If you write anything less lizardy and more thinky, be prepared to have a longer slog to gain visibility and community engagement. Maybe social media isn’t actually the primary tool for getting started. Maybe featured images on blog posts are totally not as effective as emotionally reactive graphical punchlines.

Social media helps some, because humans are dumb at remembering where they left things. A Facebook group, personal timeline or (sometimes but less often) page can help people remember where they left your website, and to check out the new thing. But it’s not the cornerstone of community-building.

Building a social media community works much better when it starts with emotionally reactive, visual posts like jokes, sarcasm, heartstring wrenching, or political soundbites. From there, the commenters develop their own conversations. Some of those conversations are very, very stupid, because lizards are not good at using their words.

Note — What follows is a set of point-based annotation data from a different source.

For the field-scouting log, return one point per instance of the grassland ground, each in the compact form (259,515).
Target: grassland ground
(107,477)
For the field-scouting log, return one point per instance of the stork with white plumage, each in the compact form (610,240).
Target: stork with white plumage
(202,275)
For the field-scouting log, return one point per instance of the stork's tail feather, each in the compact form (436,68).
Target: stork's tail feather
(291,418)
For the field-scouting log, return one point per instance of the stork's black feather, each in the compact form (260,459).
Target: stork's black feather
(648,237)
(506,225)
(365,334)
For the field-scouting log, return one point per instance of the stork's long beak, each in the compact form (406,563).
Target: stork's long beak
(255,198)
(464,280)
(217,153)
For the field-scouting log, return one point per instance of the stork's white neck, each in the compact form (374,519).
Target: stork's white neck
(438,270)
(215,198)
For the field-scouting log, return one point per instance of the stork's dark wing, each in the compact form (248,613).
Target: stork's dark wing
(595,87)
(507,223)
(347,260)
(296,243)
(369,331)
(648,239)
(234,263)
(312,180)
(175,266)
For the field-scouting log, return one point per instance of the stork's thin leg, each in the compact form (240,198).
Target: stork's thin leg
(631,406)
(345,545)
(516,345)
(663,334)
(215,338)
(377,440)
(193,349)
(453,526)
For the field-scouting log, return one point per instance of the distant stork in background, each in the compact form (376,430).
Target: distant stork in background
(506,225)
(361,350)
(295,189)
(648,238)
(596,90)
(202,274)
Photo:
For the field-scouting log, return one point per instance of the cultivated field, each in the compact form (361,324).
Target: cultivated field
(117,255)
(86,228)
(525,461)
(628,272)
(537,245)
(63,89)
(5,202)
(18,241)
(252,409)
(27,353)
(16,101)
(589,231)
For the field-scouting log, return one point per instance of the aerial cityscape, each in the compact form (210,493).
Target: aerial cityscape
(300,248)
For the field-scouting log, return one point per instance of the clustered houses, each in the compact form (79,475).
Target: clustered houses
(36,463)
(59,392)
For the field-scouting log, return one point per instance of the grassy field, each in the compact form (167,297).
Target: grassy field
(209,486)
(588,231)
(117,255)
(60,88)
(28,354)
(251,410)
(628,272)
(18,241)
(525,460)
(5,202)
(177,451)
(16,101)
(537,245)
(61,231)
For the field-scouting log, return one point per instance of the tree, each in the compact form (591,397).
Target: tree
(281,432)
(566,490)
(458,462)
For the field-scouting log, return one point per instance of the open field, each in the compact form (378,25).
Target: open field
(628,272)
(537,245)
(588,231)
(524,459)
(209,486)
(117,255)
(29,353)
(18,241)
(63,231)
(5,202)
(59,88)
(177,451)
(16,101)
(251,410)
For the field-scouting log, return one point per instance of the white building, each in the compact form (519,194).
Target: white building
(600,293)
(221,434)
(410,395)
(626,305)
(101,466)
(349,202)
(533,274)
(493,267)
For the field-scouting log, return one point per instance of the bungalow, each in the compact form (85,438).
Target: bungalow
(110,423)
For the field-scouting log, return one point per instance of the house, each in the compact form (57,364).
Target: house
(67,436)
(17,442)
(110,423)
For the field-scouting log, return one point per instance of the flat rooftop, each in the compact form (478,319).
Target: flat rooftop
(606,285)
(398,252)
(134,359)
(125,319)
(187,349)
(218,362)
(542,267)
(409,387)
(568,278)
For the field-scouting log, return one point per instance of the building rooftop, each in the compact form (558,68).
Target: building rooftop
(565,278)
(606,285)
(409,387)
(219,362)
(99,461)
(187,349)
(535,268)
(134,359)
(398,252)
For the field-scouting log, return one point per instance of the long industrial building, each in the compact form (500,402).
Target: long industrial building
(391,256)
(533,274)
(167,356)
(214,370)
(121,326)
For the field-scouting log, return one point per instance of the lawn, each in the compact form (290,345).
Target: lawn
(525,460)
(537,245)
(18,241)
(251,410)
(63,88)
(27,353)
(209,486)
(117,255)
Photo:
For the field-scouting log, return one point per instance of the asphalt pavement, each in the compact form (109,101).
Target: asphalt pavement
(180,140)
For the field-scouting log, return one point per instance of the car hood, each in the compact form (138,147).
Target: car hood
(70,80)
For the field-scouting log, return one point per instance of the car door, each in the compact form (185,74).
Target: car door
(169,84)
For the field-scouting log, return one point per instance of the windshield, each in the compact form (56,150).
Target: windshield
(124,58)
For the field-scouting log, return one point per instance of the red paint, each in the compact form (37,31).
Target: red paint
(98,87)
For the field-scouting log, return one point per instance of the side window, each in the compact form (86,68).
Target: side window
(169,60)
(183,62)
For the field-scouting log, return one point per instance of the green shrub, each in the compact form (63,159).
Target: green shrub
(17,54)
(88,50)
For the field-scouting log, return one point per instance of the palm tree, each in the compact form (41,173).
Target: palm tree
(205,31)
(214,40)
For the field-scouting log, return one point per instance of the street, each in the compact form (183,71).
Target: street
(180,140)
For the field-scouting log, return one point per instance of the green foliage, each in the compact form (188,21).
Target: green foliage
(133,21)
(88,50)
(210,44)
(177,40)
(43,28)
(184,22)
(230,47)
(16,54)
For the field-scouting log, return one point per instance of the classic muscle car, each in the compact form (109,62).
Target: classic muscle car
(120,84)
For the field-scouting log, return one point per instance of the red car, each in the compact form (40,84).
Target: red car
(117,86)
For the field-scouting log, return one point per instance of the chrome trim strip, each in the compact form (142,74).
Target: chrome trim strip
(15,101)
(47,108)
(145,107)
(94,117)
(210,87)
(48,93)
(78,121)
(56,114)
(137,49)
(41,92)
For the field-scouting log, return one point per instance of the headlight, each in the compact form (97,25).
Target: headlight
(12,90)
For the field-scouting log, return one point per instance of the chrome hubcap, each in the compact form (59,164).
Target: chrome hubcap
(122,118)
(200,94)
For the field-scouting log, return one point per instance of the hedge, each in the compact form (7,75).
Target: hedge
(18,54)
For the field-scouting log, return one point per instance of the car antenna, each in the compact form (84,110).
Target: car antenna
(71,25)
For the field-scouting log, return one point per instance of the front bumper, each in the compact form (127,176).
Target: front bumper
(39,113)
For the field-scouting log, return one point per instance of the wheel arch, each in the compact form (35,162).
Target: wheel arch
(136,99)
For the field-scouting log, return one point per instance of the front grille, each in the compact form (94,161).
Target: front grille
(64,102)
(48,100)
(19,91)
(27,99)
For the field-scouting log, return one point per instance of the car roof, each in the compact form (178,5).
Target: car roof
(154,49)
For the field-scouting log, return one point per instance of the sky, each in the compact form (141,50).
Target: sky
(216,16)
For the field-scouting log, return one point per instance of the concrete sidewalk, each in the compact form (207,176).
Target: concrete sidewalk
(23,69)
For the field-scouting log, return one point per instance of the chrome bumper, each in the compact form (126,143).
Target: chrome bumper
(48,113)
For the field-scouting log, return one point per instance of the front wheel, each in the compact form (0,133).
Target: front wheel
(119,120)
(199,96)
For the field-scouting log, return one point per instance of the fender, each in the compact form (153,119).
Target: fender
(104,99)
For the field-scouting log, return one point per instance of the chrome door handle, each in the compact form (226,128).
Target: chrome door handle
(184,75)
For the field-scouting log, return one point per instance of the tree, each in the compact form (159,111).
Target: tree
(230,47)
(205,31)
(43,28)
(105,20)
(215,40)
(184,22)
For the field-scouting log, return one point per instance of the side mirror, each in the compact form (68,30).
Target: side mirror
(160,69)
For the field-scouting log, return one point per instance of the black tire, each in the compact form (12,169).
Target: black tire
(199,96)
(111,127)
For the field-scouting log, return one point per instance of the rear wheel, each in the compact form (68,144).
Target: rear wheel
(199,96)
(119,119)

Translating that kind of content across formats to something more substantive like a blog takes some thought and observation of the community.

Online engagement is many kinds of thing, not A Thing.

If you want a thoughtful community, such as the kinds of people who read books and then think about them, the standards of clickbait writing and SEO aren’t necessarily good predictors of what to do online. It’s more likely the community will arise around the books, not the website or social media channels.

The exception is the ubiquitous category of saccharine inspirational/self-help, which is stupid easy to launch via lizard tactical. Lizards are keen on wallowing and will return to it repeatedly.

For the human brains, once your community starts to come together, online tools may serve various purposes that can be discovered by listening. If they come, they will tell you how to build it.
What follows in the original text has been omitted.